Figure 3.. Kinetic analysis of hemoglobin, ubiquitin and alanine dipeptide.

(A) Hemoglobin: average transition time from T to R, expressed as the time in which half of the replicas displayed the T to R transition, as a function of the simulation box size. Three different system setups were used for simulations. The Kovalevsky and Hub setups differ in the protonation of hemoglobin (Vesper and de Groot, 2013), both model the iron-proximal histidine interaction as a covalent bond. The El Hage setup is obtained from El Hage et al and thus identical to the one used in El Hage et al. (2018), where the iron-histidine were not covalently bound. Note that the difference in size of the error bars is explained by the difference in transition times: larger transition times are accompanied by larger absolute uncertainties. (B) Transition rates between the two minima in ubiquitin: rates from A to B (left) and from B to A (right). The reaction coordinate with the minima is depicted in Figure 4E,F. (C) Transition rates between the two minima in alanine dipeptide: rates from A to B (left) and from B to A (right). The reaction coordinate with the minima is depicted in Figure 4B,C.

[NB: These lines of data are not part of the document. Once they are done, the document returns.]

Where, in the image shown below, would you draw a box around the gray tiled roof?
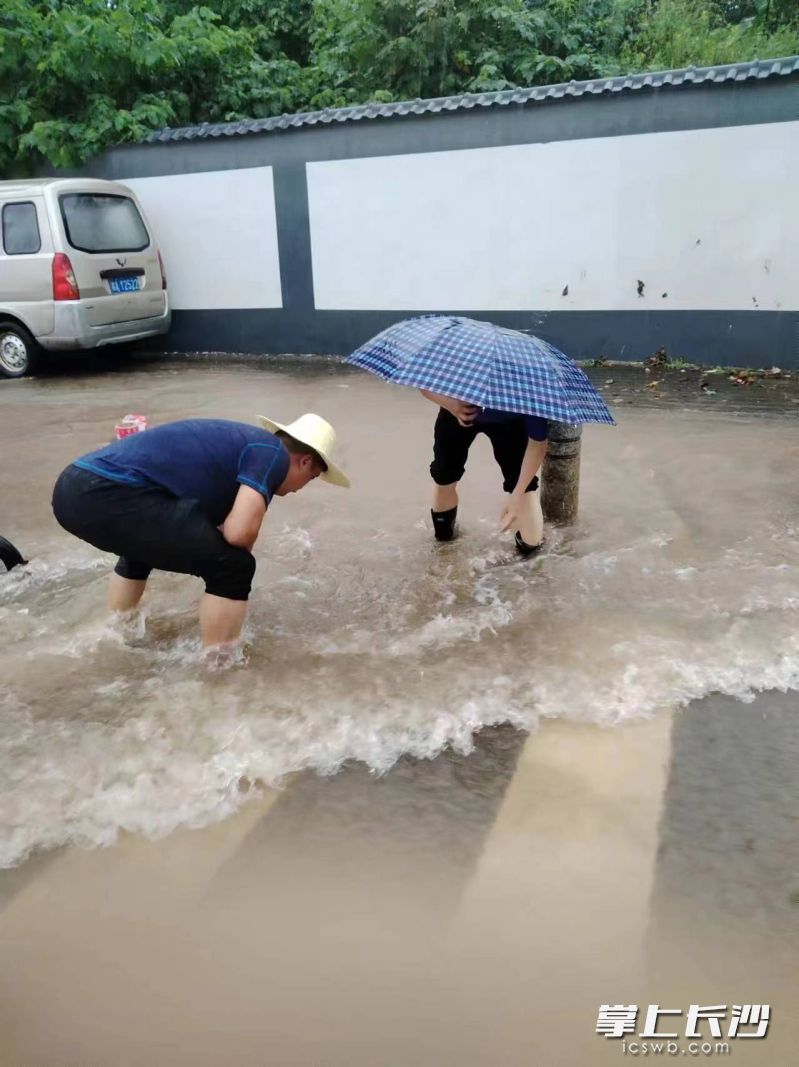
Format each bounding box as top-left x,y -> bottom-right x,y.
147,55 -> 799,141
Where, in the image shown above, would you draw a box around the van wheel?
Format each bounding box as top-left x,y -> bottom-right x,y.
0,322 -> 38,378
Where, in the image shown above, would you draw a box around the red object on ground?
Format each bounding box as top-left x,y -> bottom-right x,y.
114,415 -> 147,441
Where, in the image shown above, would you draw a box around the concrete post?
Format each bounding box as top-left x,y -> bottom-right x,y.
541,423 -> 582,526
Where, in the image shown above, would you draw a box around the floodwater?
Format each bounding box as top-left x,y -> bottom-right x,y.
0,360 -> 799,1067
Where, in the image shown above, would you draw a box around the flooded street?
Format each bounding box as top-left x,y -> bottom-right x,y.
0,359 -> 799,1067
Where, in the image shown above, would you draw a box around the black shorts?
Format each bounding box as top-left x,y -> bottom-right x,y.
430,408 -> 539,493
52,465 -> 255,601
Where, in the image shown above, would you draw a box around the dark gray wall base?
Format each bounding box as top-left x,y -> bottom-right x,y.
167,308 -> 799,369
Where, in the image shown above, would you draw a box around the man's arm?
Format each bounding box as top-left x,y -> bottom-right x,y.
499,437 -> 546,530
419,389 -> 477,426
220,485 -> 267,552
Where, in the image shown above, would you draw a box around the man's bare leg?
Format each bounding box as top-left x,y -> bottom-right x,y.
199,593 -> 246,649
108,574 -> 147,611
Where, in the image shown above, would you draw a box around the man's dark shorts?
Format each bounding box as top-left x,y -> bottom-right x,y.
52,465 -> 255,601
430,408 -> 539,493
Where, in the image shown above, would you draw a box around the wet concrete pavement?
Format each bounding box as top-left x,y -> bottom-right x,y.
0,361 -> 799,1067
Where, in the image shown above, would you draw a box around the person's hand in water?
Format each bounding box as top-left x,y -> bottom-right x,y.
449,399 -> 480,429
499,493 -> 524,534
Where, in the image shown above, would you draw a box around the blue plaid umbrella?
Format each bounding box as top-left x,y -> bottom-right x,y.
348,315 -> 616,426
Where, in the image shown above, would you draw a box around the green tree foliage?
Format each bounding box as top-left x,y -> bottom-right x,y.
0,0 -> 799,177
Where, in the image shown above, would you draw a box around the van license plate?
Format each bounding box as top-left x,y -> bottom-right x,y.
108,274 -> 139,292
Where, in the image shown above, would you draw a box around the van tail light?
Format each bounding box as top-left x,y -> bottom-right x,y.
52,252 -> 80,300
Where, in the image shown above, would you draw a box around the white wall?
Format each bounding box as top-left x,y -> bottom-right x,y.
122,166 -> 283,310
307,123 -> 799,312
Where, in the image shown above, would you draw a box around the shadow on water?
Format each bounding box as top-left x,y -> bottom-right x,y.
210,726 -> 527,920
648,692 -> 799,1015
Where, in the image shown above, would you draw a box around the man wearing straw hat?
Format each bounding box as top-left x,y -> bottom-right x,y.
52,414 -> 349,648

Figure 4.. Thermodynamic analysis of hemoglobin, ubiquitin and RGGGD peptide.

(A) Structure of the alanine dipeptide. (B) Free energy surface for alanine dipeptide simulated in the smallest box projected onto the backbone dihedrals marked in the panel (A). (C) Free energy profile along the $\psi$ dihedral angle. (D) Structure of ubiquitin and an interpolation of the motion along the principal component with the largest variance (pincer mode). (E) Free energy profile projected on the pincer mode for ensembles generated with the Charmm36m force field. (F) Free energy profile for the Amber99sb*ILDN force field. (G) Structure of the RGGGD pentapeptide with the surface color corresponding to the surface charge: blue - positive, red - negative. (H) Free energy profiles for the pentapeptide projections as a function of the radius of gyration.